My current dosing technique is to over fill the basket and then level using NSEW method. This seems to work fine with my Gaggia standard double basket and the dose seems to be between 16-18g depending on the bean.

If I wanted to use a smaller dose what would be the best method to level it off (as the grind would be below the lip of the basket)? I'm guessing shaking it from side to side or banging the bottom from side to side would create channelling. Any suggestions?


----------



## gman147 (Jul 7, 2012)

You want to aim to keep dose consistent if you want consistent results. Therefore, Id recommend weighing your grinds each time.


----------



## urbanbumpkin (Jan 30, 2013)

poona said:


> You want to aim to keep dose consistent if you want consistent results. Therefore, Id recommend weighing your grinds each time.


Thanks for the reply. Agreed, this is what I'm trying to achieve. With my current bean I'm weighing 16g of beans which pretty much completely fill my basket. As it's filling my basket, I can level it off flat before tamping it.
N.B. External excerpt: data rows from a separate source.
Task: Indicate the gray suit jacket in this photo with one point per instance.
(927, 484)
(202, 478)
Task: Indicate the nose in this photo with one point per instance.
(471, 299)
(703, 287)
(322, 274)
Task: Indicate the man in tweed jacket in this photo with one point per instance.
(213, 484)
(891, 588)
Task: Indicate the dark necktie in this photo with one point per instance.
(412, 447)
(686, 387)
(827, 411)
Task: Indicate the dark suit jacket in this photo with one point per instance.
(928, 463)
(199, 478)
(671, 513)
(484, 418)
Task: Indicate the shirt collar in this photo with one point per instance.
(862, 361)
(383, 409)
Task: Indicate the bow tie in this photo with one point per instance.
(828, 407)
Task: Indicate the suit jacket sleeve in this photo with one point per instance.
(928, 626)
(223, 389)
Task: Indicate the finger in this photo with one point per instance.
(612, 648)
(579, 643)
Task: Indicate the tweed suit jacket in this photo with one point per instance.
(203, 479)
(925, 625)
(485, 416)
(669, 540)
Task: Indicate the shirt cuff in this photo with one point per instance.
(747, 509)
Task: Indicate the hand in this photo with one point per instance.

What I'm looking to do is to use a 14g dose, but was asking how to level off the grind before tamping it. I'm currently using a flat tamp.


----------



## coffeechap (Apr 5, 2012)

Just stir the grinds then tamp


----------



## gman147 (Jul 7, 2012)

You don't need to level off, that's what the tamp is for









If it's really lop sided, tap it against the palm of your hand gently to level grinds before tamp.


----------



## urbanbumpkin (Jan 30, 2013)

poona said:


> You don't need to level off, that's what the tamp is for
> 
> 
> 
> ...


Thanks Poona. Sorry for sounding like a numpty, I'd just thought that if the grind was leveled unevenly in the basket it would compress it differently when you tamped it.

At the moment I'm striring the grind in a different container before tipping it into the basket.

I had read that this was a reason for people using curved tamps, so that can grind into the portafiler in a mound and then tamp straight from that.

But I'll give the stiring in the portafilter and tamp from there a go without worrying about it being completely flat. Thanks for all of the advice.


----------



## Gangstarrrrr (Mar 4, 2013)

poona said:


> You don't need to level off, that's what the tamp is for
> 
> 
> 
> ...


Be careful with this. The side tap isn't a great idea, will likely create channeling. I used to get bad channeling till I stopped doing this. I'd use a toothpick, or similar to simply distribute the grounds.


----------



## gman147 (Jul 7, 2012)

Yeah, I've gone to using a sterile 22 gauge needle to distribute grinds. Nice and thin n sharp


----------



## urbanbumpkin (Jan 30, 2013)

poona said:


> Yeah, I've gone to using a sterile 22 gauge needle to distribute grinds. Nice and thin n sharp


As long as you're not injecting the grinds afterwards......or is that talking the search for the ultimate coffee hit a step to far!







thanks for the advice


----------



## gman147 (Jul 7, 2012)

Straight into the blood stream, the ultimate caffeine hit


----------



## garydyke1 (Mar 9, 2011)

I just distribute as evenly and centrally as possible in the basket and tamp


----------



## garydyke1 (Mar 9, 2011)

I just distribute as evenly and centrally as possible in the basket and tamp


----------